First stop is collision detection. And here I have a head start: the navigation zones built for the pathfinding are ideal. Intersection tests and ray casting fall out in no time. Perhaps this shouldn’t be surprising. A pathfinding data structure must necessarily be able to determine whether a path is valid or not.

Beyond that my main requirement is to constrain moving objects against each other and the world. The algorithm goes something like this:

1. Update object positions.
2. Find pairs of intersecting objects and objects intersecting with the world.
3. Put all the intersections in a matrix.
4. Solve the matrix equation.
5. Move the objects to the constrained positions.

Note that one object can push another which in turn pushes a third and so on. This is why the constraints must be solved together.
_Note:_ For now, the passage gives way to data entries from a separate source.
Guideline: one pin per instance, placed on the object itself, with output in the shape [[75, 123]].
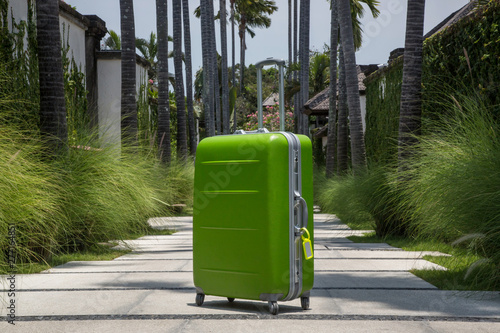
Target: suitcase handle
[[305, 213], [259, 65]]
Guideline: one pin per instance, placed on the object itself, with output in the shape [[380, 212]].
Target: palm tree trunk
[[128, 68], [343, 128], [332, 112], [304, 62], [355, 124], [179, 80], [163, 133], [233, 52], [53, 123], [242, 33], [224, 74], [296, 99], [215, 77], [189, 77], [411, 99], [206, 41], [290, 37]]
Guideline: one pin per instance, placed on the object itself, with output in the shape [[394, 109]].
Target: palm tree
[[179, 80], [149, 51], [343, 128], [163, 133], [305, 15], [113, 41], [411, 99], [128, 68], [189, 76], [224, 74], [52, 102], [358, 152], [208, 87], [332, 111], [252, 14]]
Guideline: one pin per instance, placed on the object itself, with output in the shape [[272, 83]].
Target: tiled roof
[[320, 103]]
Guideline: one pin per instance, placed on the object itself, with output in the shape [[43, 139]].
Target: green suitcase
[[252, 218]]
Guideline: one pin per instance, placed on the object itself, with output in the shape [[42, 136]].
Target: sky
[[381, 35]]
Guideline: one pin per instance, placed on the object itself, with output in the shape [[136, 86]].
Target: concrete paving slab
[[374, 265], [368, 254], [123, 266], [184, 280], [202, 325], [364, 302], [359, 246]]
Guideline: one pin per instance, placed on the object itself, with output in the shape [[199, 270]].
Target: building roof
[[320, 103], [453, 18], [271, 100]]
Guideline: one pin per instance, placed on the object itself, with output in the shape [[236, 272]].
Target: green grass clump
[[83, 196], [448, 193]]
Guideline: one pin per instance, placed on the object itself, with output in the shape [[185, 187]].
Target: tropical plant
[[113, 41], [149, 51], [251, 14], [128, 72], [271, 120], [224, 73], [208, 50], [332, 91], [189, 77], [411, 89], [52, 103], [179, 80], [163, 132], [355, 124], [305, 15]]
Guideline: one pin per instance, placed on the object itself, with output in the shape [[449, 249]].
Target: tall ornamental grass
[[449, 192], [454, 182], [81, 197]]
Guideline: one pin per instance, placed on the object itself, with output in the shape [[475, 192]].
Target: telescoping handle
[[301, 202], [281, 65]]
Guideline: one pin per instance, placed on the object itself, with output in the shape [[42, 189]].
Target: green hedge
[[474, 41]]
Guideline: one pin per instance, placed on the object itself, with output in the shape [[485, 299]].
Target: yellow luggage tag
[[306, 244]]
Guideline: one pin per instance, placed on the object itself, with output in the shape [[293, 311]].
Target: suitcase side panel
[[239, 209], [307, 194]]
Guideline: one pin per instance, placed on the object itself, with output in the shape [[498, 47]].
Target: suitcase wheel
[[304, 302], [199, 299], [273, 307]]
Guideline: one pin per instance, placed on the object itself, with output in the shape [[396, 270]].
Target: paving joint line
[[259, 316]]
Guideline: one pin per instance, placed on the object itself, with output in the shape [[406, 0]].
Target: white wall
[[109, 100], [75, 30]]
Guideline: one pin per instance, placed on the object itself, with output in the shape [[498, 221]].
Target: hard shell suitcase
[[252, 217]]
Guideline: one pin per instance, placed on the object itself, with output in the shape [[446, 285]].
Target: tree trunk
[[215, 78], [179, 80], [358, 154], [296, 99], [53, 123], [208, 94], [163, 133], [411, 98], [343, 128], [332, 112], [233, 51], [290, 37], [189, 77], [242, 33], [224, 75], [128, 68], [304, 62]]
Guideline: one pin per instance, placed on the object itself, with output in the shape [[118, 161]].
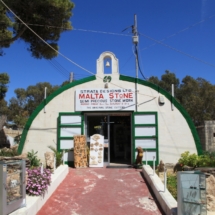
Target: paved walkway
[[101, 191]]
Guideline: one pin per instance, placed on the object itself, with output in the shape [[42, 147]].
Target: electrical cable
[[58, 51], [138, 63], [174, 49]]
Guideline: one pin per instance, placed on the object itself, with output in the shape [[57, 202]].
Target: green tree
[[26, 101], [41, 16], [198, 98], [4, 80], [166, 81]]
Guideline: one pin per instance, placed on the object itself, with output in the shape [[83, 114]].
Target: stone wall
[[207, 135], [7, 137]]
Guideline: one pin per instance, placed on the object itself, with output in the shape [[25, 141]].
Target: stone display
[[80, 151], [96, 151], [50, 161], [13, 181], [12, 186]]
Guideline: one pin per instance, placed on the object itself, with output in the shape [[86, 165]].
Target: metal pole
[[45, 99], [153, 165], [165, 179], [172, 96], [135, 41], [146, 159]]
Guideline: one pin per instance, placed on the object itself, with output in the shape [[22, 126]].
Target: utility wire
[[178, 32], [57, 50], [56, 66], [174, 49]]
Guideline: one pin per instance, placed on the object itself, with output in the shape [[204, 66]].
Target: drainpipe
[[172, 97], [45, 100]]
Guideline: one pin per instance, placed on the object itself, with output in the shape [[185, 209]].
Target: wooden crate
[[80, 151]]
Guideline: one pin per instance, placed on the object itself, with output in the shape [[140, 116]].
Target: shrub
[[172, 184], [58, 156], [34, 161], [207, 159], [38, 182], [8, 152], [188, 159]]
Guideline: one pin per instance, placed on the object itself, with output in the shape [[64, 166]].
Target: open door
[[69, 124], [145, 125]]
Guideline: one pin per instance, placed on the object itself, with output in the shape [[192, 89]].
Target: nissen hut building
[[128, 112]]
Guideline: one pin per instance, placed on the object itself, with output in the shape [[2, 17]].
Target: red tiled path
[[101, 191]]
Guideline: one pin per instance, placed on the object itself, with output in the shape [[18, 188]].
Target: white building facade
[[128, 112]]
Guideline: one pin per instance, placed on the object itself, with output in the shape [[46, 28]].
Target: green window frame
[[143, 133], [66, 130]]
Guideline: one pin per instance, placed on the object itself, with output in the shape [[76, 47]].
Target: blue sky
[[188, 27]]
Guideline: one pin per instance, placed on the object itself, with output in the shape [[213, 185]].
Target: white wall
[[175, 136]]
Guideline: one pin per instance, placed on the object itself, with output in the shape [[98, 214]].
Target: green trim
[[68, 126], [66, 138], [45, 102], [156, 149], [69, 163], [176, 104], [146, 137], [145, 125]]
Now, there are a few implementation details. Finding intersecting pairs is O(N^2) using brute force; it needs a spatial data structure for acceleration. You don’t want all intersections in the same matrix, only the ones that affect each other. So the world needs to be split up into islands. Matrix maths can get pretty complex but in this case a simple iterative method works. I might also want to constrain velocities. It’s much the same process.

A lot of typing and a few division-by-zero bugs later it’s all working. Was all that worth it? Well, it was fun and I learned some new things. So yes then.